Deploying AI Applications with NVIDIA EGX on NVIDIA Jetson Xavier NX Microservers

Modern expectations for agile capabilities and constant innovation—with zero downtime—calls for a change in how software for embedded and edge devices are developed and deployed. Adopting cloud-native paradigms like microservices, containerization, and container orchestration at the edge is the way forward but complexity of deployment, management, and security concerns gets in the way of scaling.

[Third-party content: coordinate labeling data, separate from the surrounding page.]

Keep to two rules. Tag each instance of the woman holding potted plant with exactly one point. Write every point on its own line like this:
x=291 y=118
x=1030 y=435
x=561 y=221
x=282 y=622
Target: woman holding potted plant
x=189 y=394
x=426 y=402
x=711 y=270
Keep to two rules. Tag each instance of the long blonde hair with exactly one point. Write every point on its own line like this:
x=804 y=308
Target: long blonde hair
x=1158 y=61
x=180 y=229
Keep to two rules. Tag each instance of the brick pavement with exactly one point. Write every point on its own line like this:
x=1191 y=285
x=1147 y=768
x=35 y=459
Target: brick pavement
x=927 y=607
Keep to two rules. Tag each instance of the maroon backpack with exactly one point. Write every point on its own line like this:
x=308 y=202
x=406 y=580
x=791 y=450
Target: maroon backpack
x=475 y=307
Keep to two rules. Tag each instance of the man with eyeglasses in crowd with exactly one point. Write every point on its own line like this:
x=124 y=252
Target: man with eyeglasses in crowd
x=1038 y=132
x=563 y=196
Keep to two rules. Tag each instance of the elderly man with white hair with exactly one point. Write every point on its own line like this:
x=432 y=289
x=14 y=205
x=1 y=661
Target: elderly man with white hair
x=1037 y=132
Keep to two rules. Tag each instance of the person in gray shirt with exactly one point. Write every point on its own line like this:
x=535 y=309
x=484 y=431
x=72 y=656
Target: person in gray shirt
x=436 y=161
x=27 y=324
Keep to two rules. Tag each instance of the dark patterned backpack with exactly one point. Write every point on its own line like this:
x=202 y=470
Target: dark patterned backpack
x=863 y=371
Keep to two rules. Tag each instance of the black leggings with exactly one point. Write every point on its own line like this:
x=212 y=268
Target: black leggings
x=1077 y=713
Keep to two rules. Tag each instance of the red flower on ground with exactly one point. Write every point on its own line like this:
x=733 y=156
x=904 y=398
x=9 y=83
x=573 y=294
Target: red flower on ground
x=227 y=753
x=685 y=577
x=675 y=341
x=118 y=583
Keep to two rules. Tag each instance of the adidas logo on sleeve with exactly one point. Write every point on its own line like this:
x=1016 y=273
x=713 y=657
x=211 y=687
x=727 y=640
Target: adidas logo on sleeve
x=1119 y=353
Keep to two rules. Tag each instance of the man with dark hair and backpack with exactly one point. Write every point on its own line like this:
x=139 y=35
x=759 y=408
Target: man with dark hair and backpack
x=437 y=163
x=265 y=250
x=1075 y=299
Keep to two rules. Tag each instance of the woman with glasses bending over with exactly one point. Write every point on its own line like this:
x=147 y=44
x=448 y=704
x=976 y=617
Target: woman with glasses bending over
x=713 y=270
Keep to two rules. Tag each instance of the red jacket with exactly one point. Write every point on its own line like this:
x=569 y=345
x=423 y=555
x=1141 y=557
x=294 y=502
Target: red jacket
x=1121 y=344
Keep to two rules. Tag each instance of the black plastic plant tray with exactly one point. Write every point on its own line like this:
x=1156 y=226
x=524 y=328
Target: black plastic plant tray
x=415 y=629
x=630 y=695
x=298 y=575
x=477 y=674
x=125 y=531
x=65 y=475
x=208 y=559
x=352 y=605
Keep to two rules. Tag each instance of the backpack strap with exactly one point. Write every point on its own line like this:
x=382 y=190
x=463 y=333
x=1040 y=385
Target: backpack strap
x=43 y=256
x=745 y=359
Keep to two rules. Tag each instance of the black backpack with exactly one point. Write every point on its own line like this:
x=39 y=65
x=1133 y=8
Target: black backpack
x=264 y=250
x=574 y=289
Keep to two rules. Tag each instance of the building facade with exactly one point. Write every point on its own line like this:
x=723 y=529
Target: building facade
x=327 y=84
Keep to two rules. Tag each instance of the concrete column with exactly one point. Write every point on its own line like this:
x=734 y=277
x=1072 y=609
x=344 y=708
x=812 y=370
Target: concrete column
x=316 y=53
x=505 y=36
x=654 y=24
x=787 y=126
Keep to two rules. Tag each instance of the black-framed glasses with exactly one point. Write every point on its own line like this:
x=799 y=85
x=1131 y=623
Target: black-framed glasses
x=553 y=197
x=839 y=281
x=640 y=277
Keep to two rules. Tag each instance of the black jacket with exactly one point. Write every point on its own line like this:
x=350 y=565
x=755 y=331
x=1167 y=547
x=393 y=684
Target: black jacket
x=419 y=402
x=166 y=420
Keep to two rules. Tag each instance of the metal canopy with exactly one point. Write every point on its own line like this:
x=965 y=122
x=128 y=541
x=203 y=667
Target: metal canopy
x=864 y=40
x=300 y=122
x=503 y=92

The NVIDIA EGX platform is a cloud-native Kubernetes and container-based software platform that enables you to quickly and easily provision NVIDIA Jetson-based microservers or edge IoT systems. By bringing the EGX cloud-native agility to Jetson Xavier NX edge devices, enterprises can use the same technologies and workflows that revolutionized the cloud to build, deploy, and manage edge devices at scale.

In this post, you learn about the key components of a cloud-native SW stack, how to install the EGX DIY stack on Jetson Xavier NX Developer Kit and use it to easily deploy intelligent video analytics (IVA) apps at the edge.

AI containers

Enterprises today are shifting intelligence to the edge and deploying edge infrastructures at geographically diverse points of presence (PoPs) to achieve lower network costs and better response times. Containers are enablers for agile software development and delivery and conserve bandwidth to help reduce transmission costs.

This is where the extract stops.